Now, getting back to the thought as my classmates have done so much for me without asking for payback that I never felt alone at school premises and as it happens that sometimes boys and girls are single out during the games period and any other co-curricular activities but it never happened with me. 
Their encouraging words which use to come in the form of applause to make me feel like a Hero and that use to give me some ecstatic moment of joy which just cannot be explained. Their lifestyle could be said something very much of flamboyance and style and many of the girls and boys were akin to the style divas and models. 
Although, I was of a mediocre height but it never weighed on my mind on the other hand the neighborhood was full of those Uncle, Aunts and their children who had a permanent grudge against me. They just never feel delighted about my presence and the constant murmuring and the pranks which was bad on my part had always given me a deep scar in my thoughts and at times I sue to feel heartbroken.

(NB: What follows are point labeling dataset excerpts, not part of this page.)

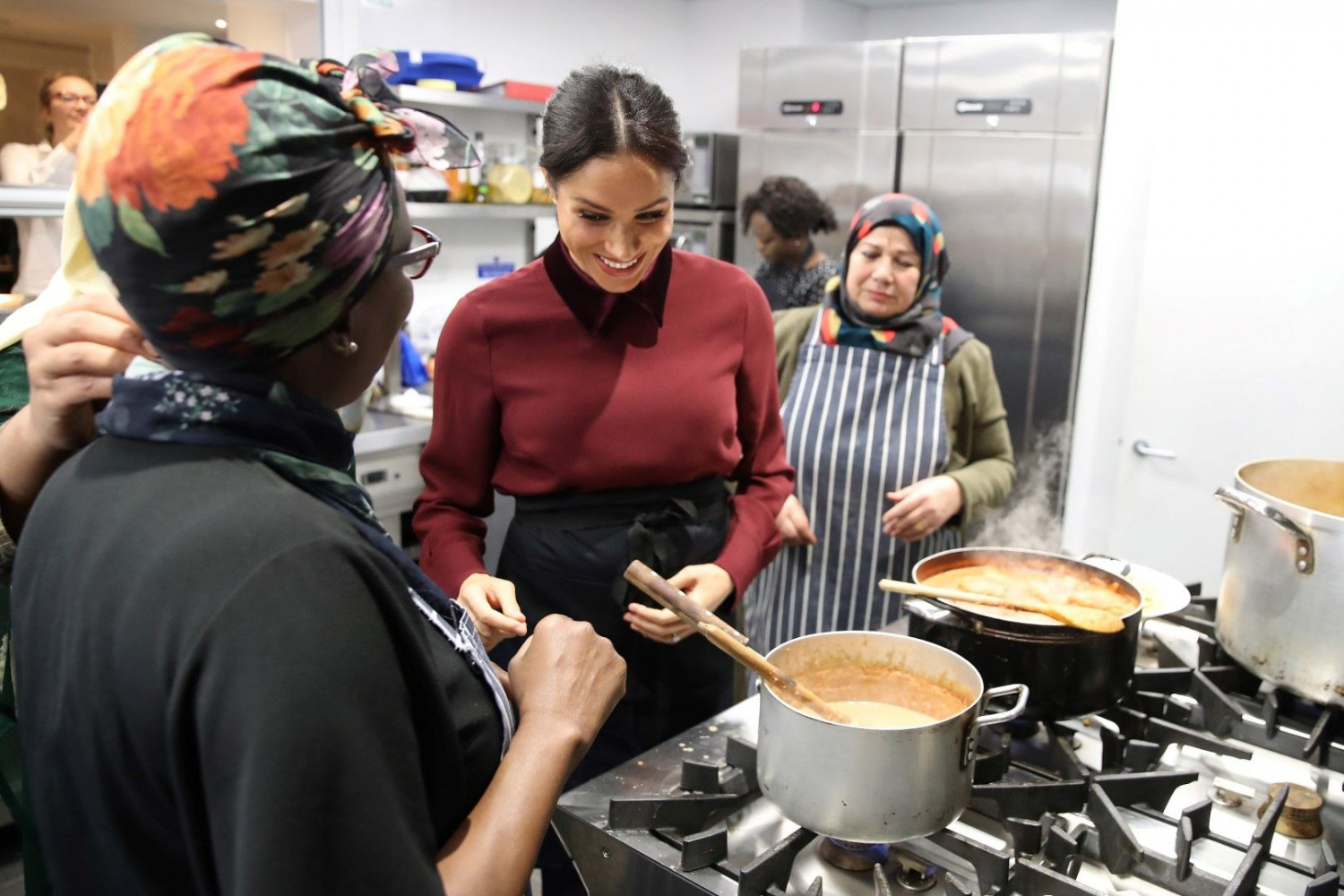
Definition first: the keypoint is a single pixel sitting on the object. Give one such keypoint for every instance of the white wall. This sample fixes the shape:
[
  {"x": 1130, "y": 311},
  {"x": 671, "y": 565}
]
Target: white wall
[
  {"x": 1217, "y": 223},
  {"x": 989, "y": 16}
]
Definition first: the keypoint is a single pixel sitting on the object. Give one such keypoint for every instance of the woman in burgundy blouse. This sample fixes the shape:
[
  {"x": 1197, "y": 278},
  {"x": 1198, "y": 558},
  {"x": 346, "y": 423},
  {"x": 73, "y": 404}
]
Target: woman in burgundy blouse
[{"x": 613, "y": 386}]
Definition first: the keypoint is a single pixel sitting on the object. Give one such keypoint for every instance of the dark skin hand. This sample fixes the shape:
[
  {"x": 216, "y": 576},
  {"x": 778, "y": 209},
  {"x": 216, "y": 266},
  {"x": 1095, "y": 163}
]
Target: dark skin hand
[
  {"x": 72, "y": 357},
  {"x": 564, "y": 680}
]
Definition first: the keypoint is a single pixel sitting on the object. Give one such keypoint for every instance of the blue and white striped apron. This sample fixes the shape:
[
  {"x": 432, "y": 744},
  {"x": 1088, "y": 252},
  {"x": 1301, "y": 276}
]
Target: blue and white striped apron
[{"x": 857, "y": 424}]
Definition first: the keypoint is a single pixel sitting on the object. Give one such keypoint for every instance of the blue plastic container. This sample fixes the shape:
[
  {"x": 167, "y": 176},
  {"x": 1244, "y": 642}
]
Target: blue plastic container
[{"x": 449, "y": 66}]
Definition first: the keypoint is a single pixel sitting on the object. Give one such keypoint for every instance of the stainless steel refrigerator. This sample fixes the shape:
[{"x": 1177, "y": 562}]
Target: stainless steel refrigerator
[
  {"x": 1002, "y": 134},
  {"x": 825, "y": 115}
]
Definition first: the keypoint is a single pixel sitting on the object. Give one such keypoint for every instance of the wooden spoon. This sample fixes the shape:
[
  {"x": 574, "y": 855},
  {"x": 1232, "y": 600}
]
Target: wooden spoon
[
  {"x": 650, "y": 583},
  {"x": 1085, "y": 618}
]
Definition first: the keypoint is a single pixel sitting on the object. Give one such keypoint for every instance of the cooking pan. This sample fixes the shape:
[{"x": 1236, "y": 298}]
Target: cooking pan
[
  {"x": 1281, "y": 600},
  {"x": 1069, "y": 672},
  {"x": 1163, "y": 594},
  {"x": 874, "y": 785}
]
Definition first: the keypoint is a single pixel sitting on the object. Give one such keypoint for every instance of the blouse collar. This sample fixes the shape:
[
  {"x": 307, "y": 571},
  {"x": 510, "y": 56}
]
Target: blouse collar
[{"x": 593, "y": 306}]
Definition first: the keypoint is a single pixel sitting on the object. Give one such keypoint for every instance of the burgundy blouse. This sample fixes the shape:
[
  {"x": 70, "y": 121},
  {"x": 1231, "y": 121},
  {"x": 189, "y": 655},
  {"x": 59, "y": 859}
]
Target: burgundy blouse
[{"x": 546, "y": 383}]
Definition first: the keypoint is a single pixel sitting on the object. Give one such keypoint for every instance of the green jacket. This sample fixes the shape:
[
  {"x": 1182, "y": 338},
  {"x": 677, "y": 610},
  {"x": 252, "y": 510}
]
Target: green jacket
[
  {"x": 981, "y": 458},
  {"x": 13, "y": 394}
]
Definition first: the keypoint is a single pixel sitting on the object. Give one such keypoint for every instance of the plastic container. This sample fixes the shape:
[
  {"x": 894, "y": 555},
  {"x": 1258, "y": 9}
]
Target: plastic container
[{"x": 448, "y": 66}]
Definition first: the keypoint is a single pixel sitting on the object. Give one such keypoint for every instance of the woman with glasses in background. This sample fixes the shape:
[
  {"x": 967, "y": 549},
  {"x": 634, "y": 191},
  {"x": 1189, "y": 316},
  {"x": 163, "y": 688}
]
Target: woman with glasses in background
[{"x": 66, "y": 101}]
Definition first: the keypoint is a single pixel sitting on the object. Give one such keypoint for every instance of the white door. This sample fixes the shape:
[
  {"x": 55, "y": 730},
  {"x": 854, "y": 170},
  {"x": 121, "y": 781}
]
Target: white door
[{"x": 1215, "y": 317}]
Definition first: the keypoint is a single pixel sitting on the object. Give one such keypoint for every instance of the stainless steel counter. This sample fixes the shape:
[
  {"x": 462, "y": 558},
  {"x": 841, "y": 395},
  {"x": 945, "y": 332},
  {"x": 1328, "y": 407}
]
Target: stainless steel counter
[
  {"x": 387, "y": 454},
  {"x": 383, "y": 432}
]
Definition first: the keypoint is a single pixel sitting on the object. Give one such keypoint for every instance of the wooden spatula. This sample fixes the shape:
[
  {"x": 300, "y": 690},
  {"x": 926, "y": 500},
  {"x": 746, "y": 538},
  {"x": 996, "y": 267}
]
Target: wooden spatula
[{"x": 650, "y": 583}]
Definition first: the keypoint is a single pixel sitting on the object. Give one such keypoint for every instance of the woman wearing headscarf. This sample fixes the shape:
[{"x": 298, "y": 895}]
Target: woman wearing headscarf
[
  {"x": 894, "y": 421},
  {"x": 234, "y": 680}
]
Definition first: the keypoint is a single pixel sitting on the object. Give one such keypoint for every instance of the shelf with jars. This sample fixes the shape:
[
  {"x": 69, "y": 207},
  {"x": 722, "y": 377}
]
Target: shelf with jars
[
  {"x": 32, "y": 202},
  {"x": 478, "y": 211},
  {"x": 449, "y": 99}
]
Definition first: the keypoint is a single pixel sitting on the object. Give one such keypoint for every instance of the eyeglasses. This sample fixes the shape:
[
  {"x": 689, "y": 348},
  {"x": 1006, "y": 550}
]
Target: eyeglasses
[
  {"x": 72, "y": 99},
  {"x": 417, "y": 258}
]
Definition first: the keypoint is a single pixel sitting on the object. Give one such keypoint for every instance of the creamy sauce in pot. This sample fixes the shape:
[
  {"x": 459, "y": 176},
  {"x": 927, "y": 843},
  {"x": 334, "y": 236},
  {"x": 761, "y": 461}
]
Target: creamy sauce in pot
[
  {"x": 866, "y": 713},
  {"x": 890, "y": 696}
]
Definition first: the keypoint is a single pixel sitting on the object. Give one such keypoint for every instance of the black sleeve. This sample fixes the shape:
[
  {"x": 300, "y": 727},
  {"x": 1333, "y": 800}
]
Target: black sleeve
[{"x": 297, "y": 723}]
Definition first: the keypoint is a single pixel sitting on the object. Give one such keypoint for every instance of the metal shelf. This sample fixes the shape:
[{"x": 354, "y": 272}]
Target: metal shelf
[
  {"x": 465, "y": 99},
  {"x": 32, "y": 202},
  {"x": 486, "y": 211}
]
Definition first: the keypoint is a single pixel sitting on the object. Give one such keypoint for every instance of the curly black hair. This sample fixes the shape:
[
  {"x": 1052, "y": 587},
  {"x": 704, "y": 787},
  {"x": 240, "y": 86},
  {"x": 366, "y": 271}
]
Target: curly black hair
[{"x": 790, "y": 206}]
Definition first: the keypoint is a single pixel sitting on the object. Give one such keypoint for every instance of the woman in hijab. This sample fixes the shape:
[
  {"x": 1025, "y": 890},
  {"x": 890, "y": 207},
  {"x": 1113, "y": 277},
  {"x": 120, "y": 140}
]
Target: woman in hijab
[
  {"x": 894, "y": 421},
  {"x": 233, "y": 678}
]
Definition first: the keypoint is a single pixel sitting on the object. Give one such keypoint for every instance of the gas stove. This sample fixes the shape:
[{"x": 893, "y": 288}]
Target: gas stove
[{"x": 1202, "y": 782}]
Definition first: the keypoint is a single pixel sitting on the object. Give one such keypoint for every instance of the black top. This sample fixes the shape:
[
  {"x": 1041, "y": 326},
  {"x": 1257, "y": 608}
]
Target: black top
[
  {"x": 593, "y": 306},
  {"x": 228, "y": 689}
]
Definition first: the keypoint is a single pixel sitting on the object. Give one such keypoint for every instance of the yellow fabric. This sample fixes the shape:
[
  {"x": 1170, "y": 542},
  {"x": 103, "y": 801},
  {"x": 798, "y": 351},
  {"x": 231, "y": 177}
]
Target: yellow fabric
[{"x": 78, "y": 274}]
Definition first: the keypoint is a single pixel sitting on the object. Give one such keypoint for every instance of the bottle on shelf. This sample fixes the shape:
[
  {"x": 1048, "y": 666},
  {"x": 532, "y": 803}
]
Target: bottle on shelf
[
  {"x": 508, "y": 177},
  {"x": 478, "y": 177},
  {"x": 540, "y": 188}
]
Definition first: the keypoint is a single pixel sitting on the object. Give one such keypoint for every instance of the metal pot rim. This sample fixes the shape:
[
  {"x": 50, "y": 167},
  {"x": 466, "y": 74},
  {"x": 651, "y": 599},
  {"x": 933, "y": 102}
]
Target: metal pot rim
[
  {"x": 992, "y": 621},
  {"x": 922, "y": 645},
  {"x": 1306, "y": 514}
]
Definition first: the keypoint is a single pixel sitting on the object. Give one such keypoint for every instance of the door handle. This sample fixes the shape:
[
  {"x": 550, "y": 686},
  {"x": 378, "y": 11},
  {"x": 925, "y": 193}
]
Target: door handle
[{"x": 1144, "y": 449}]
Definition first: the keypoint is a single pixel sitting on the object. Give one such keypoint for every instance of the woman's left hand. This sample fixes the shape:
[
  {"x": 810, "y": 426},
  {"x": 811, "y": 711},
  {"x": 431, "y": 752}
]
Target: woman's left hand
[
  {"x": 922, "y": 508},
  {"x": 706, "y": 583}
]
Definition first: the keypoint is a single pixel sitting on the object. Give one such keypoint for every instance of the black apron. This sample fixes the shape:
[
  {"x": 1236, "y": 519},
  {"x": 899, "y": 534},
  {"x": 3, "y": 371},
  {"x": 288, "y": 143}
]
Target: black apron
[{"x": 566, "y": 554}]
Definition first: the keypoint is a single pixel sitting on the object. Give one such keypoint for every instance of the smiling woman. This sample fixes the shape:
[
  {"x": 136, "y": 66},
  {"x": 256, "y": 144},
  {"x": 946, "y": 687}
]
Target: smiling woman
[{"x": 613, "y": 387}]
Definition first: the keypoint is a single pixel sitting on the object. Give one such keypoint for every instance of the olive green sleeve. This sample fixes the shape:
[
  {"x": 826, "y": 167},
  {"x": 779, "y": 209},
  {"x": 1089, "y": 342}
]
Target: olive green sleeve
[
  {"x": 13, "y": 382},
  {"x": 981, "y": 458},
  {"x": 13, "y": 394},
  {"x": 790, "y": 328}
]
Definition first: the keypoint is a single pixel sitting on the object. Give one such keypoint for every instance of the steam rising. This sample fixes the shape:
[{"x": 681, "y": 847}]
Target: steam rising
[{"x": 1031, "y": 517}]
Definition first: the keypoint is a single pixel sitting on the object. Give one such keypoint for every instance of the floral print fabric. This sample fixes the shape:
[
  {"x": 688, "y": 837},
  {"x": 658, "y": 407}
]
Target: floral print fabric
[
  {"x": 241, "y": 203},
  {"x": 913, "y": 331}
]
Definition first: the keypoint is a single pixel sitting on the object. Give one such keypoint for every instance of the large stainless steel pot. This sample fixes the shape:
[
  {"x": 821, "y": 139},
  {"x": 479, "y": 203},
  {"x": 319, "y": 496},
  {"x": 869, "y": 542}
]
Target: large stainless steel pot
[
  {"x": 1281, "y": 602},
  {"x": 873, "y": 785}
]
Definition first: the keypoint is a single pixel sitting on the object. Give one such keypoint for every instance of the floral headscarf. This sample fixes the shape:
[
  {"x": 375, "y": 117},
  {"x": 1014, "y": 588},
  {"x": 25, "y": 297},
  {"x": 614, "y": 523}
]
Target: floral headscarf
[
  {"x": 241, "y": 203},
  {"x": 914, "y": 330}
]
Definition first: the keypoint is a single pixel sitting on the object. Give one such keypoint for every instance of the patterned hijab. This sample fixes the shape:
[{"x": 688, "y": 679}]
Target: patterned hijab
[
  {"x": 241, "y": 203},
  {"x": 913, "y": 331}
]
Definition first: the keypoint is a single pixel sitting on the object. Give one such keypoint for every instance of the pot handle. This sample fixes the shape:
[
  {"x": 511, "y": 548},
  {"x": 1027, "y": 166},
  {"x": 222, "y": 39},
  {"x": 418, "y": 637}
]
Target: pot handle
[
  {"x": 1241, "y": 503},
  {"x": 1124, "y": 564},
  {"x": 994, "y": 718}
]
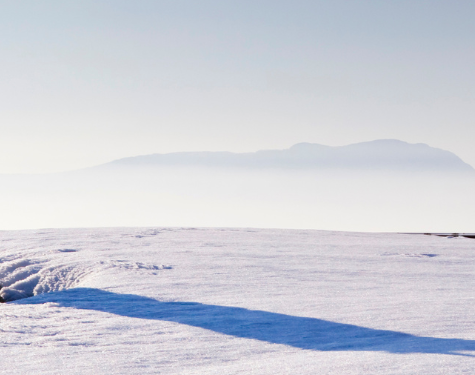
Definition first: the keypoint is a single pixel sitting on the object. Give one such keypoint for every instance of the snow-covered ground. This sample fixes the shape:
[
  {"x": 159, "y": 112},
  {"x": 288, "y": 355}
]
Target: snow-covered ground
[{"x": 235, "y": 301}]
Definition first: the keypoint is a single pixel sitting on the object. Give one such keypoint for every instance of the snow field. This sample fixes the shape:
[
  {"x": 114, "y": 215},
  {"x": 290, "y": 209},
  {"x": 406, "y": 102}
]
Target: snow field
[{"x": 235, "y": 301}]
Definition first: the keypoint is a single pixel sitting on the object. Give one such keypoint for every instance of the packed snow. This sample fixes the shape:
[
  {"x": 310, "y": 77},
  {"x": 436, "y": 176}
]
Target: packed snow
[{"x": 235, "y": 301}]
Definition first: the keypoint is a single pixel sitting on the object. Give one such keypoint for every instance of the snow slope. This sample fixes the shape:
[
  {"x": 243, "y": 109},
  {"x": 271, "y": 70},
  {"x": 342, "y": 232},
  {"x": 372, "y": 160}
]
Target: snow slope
[{"x": 235, "y": 301}]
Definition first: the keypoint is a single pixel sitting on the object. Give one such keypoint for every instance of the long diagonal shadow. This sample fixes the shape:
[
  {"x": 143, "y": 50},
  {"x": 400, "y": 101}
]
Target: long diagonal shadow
[{"x": 299, "y": 332}]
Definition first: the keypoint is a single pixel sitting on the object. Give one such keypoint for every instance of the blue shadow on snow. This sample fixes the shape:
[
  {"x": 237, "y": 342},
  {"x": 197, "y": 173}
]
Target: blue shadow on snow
[{"x": 295, "y": 331}]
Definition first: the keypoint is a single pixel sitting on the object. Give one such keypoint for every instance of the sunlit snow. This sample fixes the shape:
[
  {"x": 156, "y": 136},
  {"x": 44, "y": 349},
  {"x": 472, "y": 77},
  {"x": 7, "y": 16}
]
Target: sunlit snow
[{"x": 229, "y": 301}]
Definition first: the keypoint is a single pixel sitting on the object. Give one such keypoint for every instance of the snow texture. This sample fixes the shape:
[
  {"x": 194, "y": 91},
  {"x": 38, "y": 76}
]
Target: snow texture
[{"x": 235, "y": 301}]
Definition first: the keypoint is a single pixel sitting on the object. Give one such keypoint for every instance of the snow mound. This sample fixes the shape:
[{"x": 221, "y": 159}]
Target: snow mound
[{"x": 23, "y": 278}]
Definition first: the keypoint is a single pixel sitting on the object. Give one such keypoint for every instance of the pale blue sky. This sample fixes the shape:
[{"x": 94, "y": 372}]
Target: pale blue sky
[{"x": 87, "y": 81}]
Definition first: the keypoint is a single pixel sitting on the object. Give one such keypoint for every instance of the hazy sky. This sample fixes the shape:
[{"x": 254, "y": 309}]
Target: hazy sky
[{"x": 87, "y": 81}]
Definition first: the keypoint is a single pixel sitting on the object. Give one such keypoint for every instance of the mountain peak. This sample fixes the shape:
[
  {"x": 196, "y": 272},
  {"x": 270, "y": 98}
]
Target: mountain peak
[{"x": 382, "y": 154}]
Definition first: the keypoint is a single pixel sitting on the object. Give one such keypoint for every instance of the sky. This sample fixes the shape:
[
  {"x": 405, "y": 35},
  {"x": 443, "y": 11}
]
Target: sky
[{"x": 85, "y": 82}]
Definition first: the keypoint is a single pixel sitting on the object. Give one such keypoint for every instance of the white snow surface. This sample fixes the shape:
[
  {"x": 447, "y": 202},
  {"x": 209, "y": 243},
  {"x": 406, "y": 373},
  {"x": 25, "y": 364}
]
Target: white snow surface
[{"x": 235, "y": 301}]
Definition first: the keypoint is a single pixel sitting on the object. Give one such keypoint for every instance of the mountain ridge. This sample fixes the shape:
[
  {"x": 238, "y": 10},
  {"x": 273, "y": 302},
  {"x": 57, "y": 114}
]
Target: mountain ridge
[{"x": 383, "y": 154}]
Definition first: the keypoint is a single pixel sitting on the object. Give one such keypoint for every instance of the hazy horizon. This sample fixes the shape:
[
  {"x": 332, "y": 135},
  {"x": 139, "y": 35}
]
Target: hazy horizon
[{"x": 87, "y": 82}]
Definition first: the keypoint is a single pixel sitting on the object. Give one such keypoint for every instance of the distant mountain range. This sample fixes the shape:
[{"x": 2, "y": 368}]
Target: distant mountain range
[{"x": 387, "y": 154}]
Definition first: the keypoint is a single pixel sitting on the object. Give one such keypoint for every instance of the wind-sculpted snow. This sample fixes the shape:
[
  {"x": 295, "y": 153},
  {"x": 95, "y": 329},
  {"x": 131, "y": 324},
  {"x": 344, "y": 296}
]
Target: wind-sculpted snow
[{"x": 235, "y": 301}]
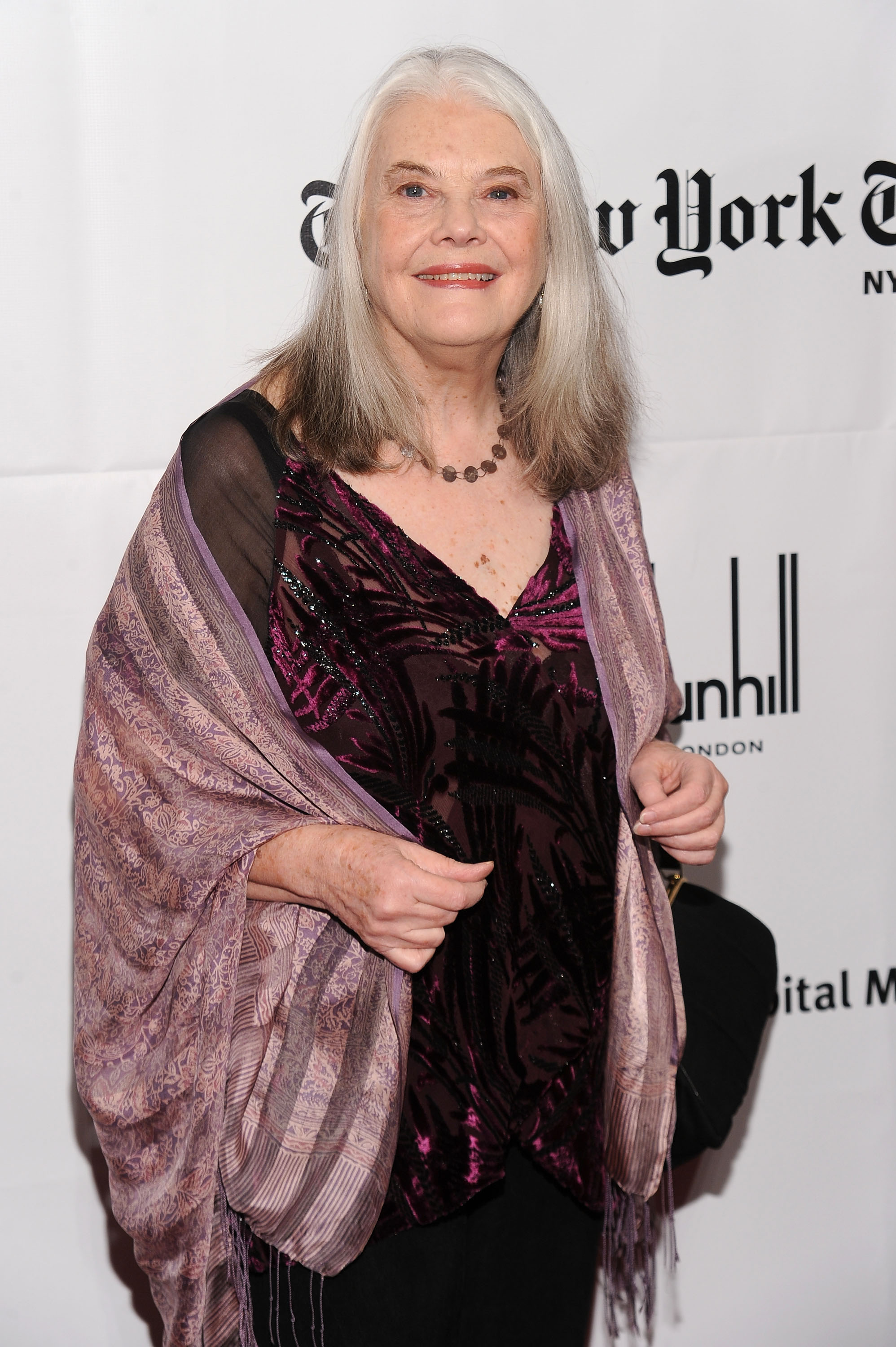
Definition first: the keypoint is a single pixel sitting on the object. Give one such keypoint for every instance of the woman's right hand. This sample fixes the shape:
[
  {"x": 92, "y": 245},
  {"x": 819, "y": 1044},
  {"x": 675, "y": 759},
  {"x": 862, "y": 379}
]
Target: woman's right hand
[{"x": 396, "y": 896}]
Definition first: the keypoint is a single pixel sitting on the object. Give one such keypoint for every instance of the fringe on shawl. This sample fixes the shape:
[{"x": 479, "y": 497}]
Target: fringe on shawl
[{"x": 632, "y": 1230}]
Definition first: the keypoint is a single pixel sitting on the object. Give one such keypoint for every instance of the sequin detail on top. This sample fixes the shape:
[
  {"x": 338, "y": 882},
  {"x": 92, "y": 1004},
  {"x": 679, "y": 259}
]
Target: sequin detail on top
[{"x": 488, "y": 739}]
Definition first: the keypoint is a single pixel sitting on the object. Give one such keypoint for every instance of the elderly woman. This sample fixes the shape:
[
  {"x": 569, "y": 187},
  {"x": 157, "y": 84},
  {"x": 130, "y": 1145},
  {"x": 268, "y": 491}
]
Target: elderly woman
[{"x": 375, "y": 972}]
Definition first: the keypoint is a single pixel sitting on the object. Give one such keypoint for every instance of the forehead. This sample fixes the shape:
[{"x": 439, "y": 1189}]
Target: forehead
[{"x": 451, "y": 136}]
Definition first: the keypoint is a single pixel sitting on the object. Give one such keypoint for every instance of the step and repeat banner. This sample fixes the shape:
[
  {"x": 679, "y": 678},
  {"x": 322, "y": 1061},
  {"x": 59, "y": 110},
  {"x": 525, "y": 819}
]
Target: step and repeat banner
[{"x": 166, "y": 173}]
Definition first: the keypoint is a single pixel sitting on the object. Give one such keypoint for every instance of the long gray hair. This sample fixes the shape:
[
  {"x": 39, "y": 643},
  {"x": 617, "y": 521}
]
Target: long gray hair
[{"x": 565, "y": 372}]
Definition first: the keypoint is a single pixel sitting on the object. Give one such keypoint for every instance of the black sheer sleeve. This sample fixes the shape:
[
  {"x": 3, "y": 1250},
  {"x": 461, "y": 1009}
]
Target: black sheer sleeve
[{"x": 232, "y": 471}]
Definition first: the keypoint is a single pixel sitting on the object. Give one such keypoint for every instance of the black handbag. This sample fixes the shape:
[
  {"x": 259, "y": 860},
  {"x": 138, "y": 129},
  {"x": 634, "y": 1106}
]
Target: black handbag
[{"x": 729, "y": 978}]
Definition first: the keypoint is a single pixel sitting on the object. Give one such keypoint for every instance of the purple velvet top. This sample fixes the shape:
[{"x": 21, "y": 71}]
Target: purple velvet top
[{"x": 487, "y": 737}]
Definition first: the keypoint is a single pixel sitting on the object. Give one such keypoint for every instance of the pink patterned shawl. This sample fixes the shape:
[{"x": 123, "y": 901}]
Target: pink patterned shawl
[{"x": 263, "y": 1040}]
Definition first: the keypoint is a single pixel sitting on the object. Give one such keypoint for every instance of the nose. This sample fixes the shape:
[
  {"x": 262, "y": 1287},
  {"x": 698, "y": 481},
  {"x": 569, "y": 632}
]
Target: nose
[{"x": 459, "y": 221}]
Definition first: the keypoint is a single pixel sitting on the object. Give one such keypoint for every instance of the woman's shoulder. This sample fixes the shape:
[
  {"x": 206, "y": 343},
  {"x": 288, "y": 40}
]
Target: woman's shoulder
[{"x": 232, "y": 444}]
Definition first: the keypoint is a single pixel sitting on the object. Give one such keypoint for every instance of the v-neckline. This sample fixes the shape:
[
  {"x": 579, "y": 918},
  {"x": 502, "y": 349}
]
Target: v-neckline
[{"x": 433, "y": 559}]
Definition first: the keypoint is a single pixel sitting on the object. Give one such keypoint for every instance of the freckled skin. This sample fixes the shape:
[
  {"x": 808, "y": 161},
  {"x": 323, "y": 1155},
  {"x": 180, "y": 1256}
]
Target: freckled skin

The entire life during the childhood at any of the Sectors of Bokaro Steel City was a feeling of getting fucked left, right and center and it use to seem to me as an endless trauma where neither I sue to feel good about the presence of people around me and neither ever tried to get pally with them.
It could be said that most of the time my life was within a good breathing space at my school and at home I was feeling only good within the company of my parents and the only sister.
Although, one could say that as a children before Class Xth we were not into any particular star studded performance in the class and neither care about anybody getting some good or bad marks into any subject as we were all into a good mode of learning sports along with other co-curricular activities.
Also, the school bus which use to carry us to the school use to take at least one hour as the school was on the outskirts of the city but it never made us feel bore as the entire fun was a part of the travel and the only demarcation was between the girl and the boys seat which made less interaction with girls.
So, one could say that in spite of the neighbors being bad towards me as because even when I tried to get near to them related to any sports all they could do is that fight with me creating utter sense of dissatisfaction and most of the time there way of life was to make me a target of all jokes which made an unnecessary pressure on me.
On the other hand my lifestyle at home was fulfilled with good food and fruits which gave me enough happiness and their was less of issues apart from the complains of my mother who always expected me to be good in terms of studies which could make me feel bad at times.
The other great thing was that my father never use to drink in front of us and was not a habitual drinker that has given us some better ways to enjoy the life as a drinker husband, fighter wife creates much of the pain in life.
So, all in all I remain thankful to my friends at school who stood thick and thins in my life and because of them I never felt any way to be small or neglected on the other hand I always feel that if only the neighborhood would have been good then it would have added more better aspect to the life but as it is said that God does not give fruits in both hands to make us understand the world better and lead a fulfilling life!